Academy Sports (ASO) shares flagging right under monthly value area high with MACD crossing bullishly after making a recent higher low near 33. Higher short interest name at 11% of float. Potential to pop up into 40 on strength and squeeze above May highs.





The SPX closed up 6% on the week and about half of that move came on Friday to close the week with a sharp rally into 3900. The market showed some capitulatory signals last week into lows with breadth washouts and very heavy put volumes so getting this rebound into the 21 EMA was the likely outcome into the end of month. Now with prices at that level it’s back to a tricky spot as quarter end nears but using the 8/21 EMA as a road map for short term bias will be key. Staying above 3900 can potentially see 3970-4000 if the markets want higher but with 4 days left in the quarter there might be a lot of whipsaw back and forth action as well. The VIX closed the week back to near 27 but still did not get absolutely crushed like one might expect with the large rally off lows for the SPX. Realized volatility remains high in the market and right now it likely still points to two sided swings up and down but the market was overall very oversold coming into this week. Now as things normalize it will be important for breadth and market internals to steer the ship higher if that is the path of least resistance. It will become clear what the path is the next few weeks just by watching breadth and the amount of new highs/lows overall either improving or not. The sector leaders for the week were in Biotech +13%, Internet +13%, Homebuilders +9%, and Software +12.5%. Laggards included Energy -8%, Gold Miners -3.5%, Agriculture -1.5%.

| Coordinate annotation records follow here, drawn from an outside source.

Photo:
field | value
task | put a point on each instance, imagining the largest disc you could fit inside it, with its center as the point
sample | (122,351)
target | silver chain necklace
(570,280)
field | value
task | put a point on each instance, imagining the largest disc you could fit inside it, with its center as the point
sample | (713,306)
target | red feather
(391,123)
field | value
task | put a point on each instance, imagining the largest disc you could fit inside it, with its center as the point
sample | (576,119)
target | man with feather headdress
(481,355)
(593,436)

Options flows for the week showed put buyers in some weaker growth snapback names like COIN. But the metals and energy names saw the bulk of put buying  as well as size put buyers in consumer spending stocks like PTON, ROKU, EL, BBY. Travel names like HLT, EXPE, WYNN, LVS saw bull flows by Thursday and China names continued seeing bullish action. Opening call sellers were active in the commodity space and ITM put buyers active in Homebuilders into the Friday rally.